Alina Stefanescu's debut chapbook, Objects in Vases, explores how femininity creates a place—a space around us—to engage the viewer. Our experience of place is mediated by the ways in which we are perceived, or the vase in which others prefer to view us. The place itself is created by the act of placing. And yet the artificiality of being placed is a displacement from self.
A vase is a certain kind of visual grip, a way of holding an object in our perception, center-stage. But a place on the table is not a place at the table. Our first breaths are not drawn in vases. Rather, we originate in soils and places. These poems explore the ways in which we are contained, presented, and configured by culture. By observing how display removes us from our natural geographies, the poems also render human dis-placement, the stories of people dis-placed by the way we are socialized to view them.
Alina Stefanescu was born in Romania and lives in Alabama with four incredible mammals. Find her poems and prose in recent issues of Juked, DIAGRAM, New South, Mantis, VOLT, Cloudbank, New Orleans Review Online, and others.
Her debut fiction collection, Every Mask I Tried On, won the Brighthorse Books Prize and will be available in May 2018. She serves as Poetry Editor for Pidgeonholes and President of the Alabama State Poetry Society.

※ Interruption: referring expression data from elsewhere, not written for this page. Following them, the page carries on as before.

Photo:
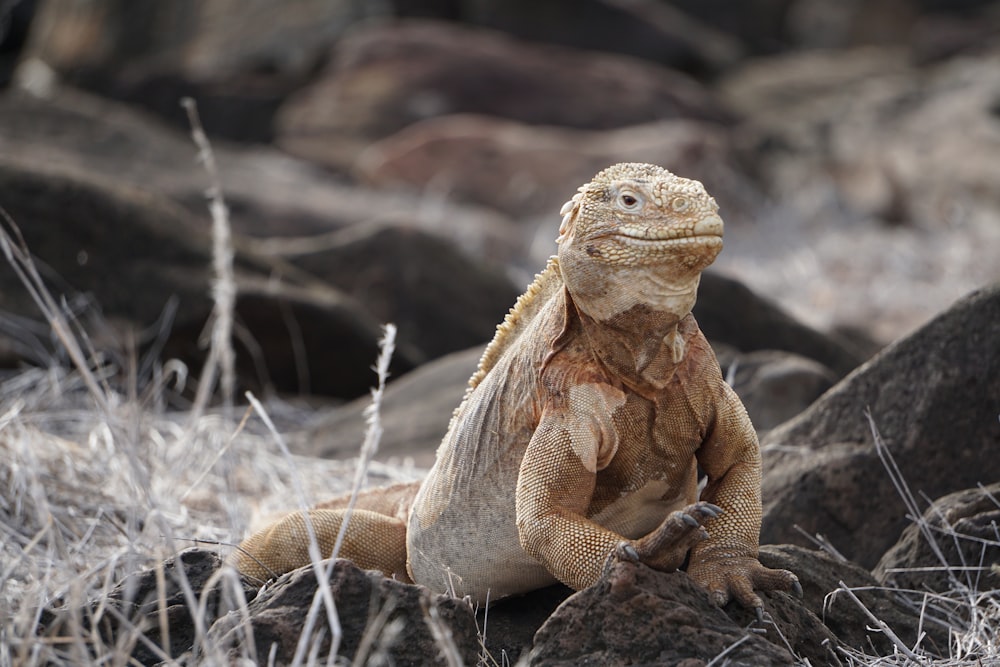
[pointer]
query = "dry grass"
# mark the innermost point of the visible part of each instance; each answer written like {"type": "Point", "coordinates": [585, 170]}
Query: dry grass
{"type": "Point", "coordinates": [100, 478]}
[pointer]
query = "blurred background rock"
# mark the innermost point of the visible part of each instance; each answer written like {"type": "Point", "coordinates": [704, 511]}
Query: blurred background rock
{"type": "Point", "coordinates": [405, 160]}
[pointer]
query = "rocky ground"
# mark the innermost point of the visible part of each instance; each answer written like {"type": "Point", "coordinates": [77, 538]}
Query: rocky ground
{"type": "Point", "coordinates": [404, 161]}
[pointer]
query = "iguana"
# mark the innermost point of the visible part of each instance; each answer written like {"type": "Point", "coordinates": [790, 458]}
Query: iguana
{"type": "Point", "coordinates": [580, 437]}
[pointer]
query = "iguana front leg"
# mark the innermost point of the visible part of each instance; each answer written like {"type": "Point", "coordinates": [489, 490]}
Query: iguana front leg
{"type": "Point", "coordinates": [555, 485]}
{"type": "Point", "coordinates": [726, 563]}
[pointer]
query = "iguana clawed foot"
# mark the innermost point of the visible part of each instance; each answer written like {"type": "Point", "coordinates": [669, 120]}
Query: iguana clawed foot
{"type": "Point", "coordinates": [738, 577]}
{"type": "Point", "coordinates": [666, 547]}
{"type": "Point", "coordinates": [726, 578]}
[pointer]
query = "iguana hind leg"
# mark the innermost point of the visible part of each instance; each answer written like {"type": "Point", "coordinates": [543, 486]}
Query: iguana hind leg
{"type": "Point", "coordinates": [373, 541]}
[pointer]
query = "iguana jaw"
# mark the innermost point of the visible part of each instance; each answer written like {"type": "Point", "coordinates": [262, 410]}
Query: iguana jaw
{"type": "Point", "coordinates": [707, 230]}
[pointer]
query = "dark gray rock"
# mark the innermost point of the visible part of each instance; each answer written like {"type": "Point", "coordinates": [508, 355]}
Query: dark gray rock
{"type": "Point", "coordinates": [731, 313]}
{"type": "Point", "coordinates": [133, 616]}
{"type": "Point", "coordinates": [377, 615]}
{"type": "Point", "coordinates": [637, 616]}
{"type": "Point", "coordinates": [966, 543]}
{"type": "Point", "coordinates": [240, 61]}
{"type": "Point", "coordinates": [933, 398]}
{"type": "Point", "coordinates": [775, 386]}
{"type": "Point", "coordinates": [820, 575]}
{"type": "Point", "coordinates": [530, 170]}
{"type": "Point", "coordinates": [440, 300]}
{"type": "Point", "coordinates": [386, 77]}
{"type": "Point", "coordinates": [414, 416]}
{"type": "Point", "coordinates": [131, 253]}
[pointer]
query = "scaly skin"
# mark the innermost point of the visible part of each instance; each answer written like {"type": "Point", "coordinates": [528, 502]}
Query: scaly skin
{"type": "Point", "coordinates": [581, 434]}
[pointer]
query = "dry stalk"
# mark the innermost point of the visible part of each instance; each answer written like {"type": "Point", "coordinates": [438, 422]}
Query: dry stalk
{"type": "Point", "coordinates": [221, 358]}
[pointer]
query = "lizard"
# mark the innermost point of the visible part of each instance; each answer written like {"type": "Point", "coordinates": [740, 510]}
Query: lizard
{"type": "Point", "coordinates": [581, 434]}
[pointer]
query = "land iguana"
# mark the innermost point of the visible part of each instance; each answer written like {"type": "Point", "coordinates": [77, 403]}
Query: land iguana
{"type": "Point", "coordinates": [580, 437]}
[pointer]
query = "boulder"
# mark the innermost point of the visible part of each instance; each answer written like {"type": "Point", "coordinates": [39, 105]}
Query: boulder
{"type": "Point", "coordinates": [383, 78]}
{"type": "Point", "coordinates": [414, 415]}
{"type": "Point", "coordinates": [279, 205]}
{"type": "Point", "coordinates": [147, 622]}
{"type": "Point", "coordinates": [731, 313]}
{"type": "Point", "coordinates": [657, 32]}
{"type": "Point", "coordinates": [401, 623]}
{"type": "Point", "coordinates": [530, 170]}
{"type": "Point", "coordinates": [440, 300]}
{"type": "Point", "coordinates": [774, 385]}
{"type": "Point", "coordinates": [636, 615]}
{"type": "Point", "coordinates": [821, 575]}
{"type": "Point", "coordinates": [240, 59]}
{"type": "Point", "coordinates": [933, 398]}
{"type": "Point", "coordinates": [131, 253]}
{"type": "Point", "coordinates": [951, 547]}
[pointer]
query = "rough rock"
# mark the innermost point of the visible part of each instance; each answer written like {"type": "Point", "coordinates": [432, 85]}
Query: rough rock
{"type": "Point", "coordinates": [773, 385]}
{"type": "Point", "coordinates": [414, 415]}
{"type": "Point", "coordinates": [440, 300]}
{"type": "Point", "coordinates": [933, 398]}
{"type": "Point", "coordinates": [821, 575]}
{"type": "Point", "coordinates": [640, 616]}
{"type": "Point", "coordinates": [730, 313]}
{"type": "Point", "coordinates": [509, 626]}
{"type": "Point", "coordinates": [386, 77]}
{"type": "Point", "coordinates": [401, 622]}
{"type": "Point", "coordinates": [525, 169]}
{"type": "Point", "coordinates": [138, 602]}
{"type": "Point", "coordinates": [286, 206]}
{"type": "Point", "coordinates": [239, 59]}
{"type": "Point", "coordinates": [132, 252]}
{"type": "Point", "coordinates": [660, 32]}
{"type": "Point", "coordinates": [963, 528]}
{"type": "Point", "coordinates": [880, 171]}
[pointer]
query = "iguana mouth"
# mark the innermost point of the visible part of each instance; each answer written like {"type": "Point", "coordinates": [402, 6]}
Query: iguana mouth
{"type": "Point", "coordinates": [706, 229]}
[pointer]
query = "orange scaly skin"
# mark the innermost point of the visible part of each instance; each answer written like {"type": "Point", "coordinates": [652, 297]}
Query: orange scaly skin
{"type": "Point", "coordinates": [580, 436]}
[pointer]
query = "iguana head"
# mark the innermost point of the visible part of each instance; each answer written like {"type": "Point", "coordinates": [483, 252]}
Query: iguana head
{"type": "Point", "coordinates": [637, 235]}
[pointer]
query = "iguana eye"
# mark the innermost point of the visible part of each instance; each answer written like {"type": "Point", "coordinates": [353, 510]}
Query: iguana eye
{"type": "Point", "coordinates": [629, 200]}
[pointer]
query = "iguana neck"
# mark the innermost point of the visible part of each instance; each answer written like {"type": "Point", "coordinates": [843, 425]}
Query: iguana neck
{"type": "Point", "coordinates": [643, 345]}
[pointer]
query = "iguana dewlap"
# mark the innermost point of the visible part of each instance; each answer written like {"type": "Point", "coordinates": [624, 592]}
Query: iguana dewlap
{"type": "Point", "coordinates": [582, 433]}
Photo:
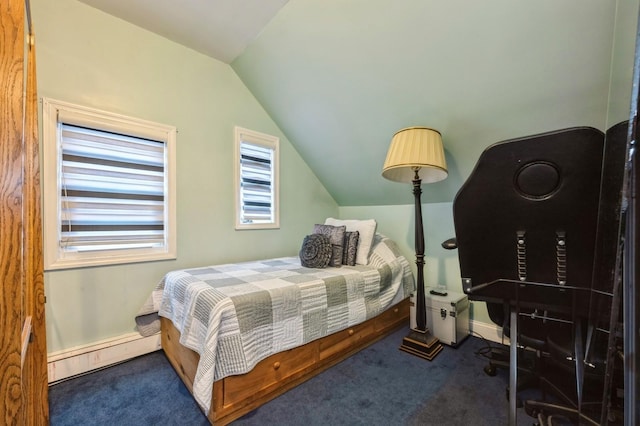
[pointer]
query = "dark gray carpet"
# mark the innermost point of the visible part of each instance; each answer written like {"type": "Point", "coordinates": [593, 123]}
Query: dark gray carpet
{"type": "Point", "coordinates": [381, 385]}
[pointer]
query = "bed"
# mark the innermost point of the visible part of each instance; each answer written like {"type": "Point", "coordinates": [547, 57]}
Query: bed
{"type": "Point", "coordinates": [241, 334]}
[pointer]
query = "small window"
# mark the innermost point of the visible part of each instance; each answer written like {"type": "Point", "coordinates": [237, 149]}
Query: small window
{"type": "Point", "coordinates": [109, 188]}
{"type": "Point", "coordinates": [256, 180]}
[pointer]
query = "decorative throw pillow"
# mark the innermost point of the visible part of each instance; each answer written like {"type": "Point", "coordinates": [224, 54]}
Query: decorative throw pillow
{"type": "Point", "coordinates": [316, 251]}
{"type": "Point", "coordinates": [367, 230]}
{"type": "Point", "coordinates": [336, 236]}
{"type": "Point", "coordinates": [350, 248]}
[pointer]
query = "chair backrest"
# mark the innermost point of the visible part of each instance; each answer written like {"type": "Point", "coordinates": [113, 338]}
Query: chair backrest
{"type": "Point", "coordinates": [538, 210]}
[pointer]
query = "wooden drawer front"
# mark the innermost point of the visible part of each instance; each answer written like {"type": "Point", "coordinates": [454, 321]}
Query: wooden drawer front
{"type": "Point", "coordinates": [393, 316]}
{"type": "Point", "coordinates": [184, 360]}
{"type": "Point", "coordinates": [268, 372]}
{"type": "Point", "coordinates": [341, 340]}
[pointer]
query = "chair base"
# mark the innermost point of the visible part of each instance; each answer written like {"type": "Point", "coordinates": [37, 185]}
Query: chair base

Mainstream poets often write obscurely, or about boring shit. Not Stefanescu. Her poems strike unerringly to the heart of humanity. She sees what is important, and tells us what one woman knows about it: children, a bizarre alien culture, love, how others see us, and so on. Everyday life, yes, but that's all there is, isn't it? Yes, all there is is exactly what you'll find in this book, or one person's piece of it. In words that say what they mean. You need Objects in Vases.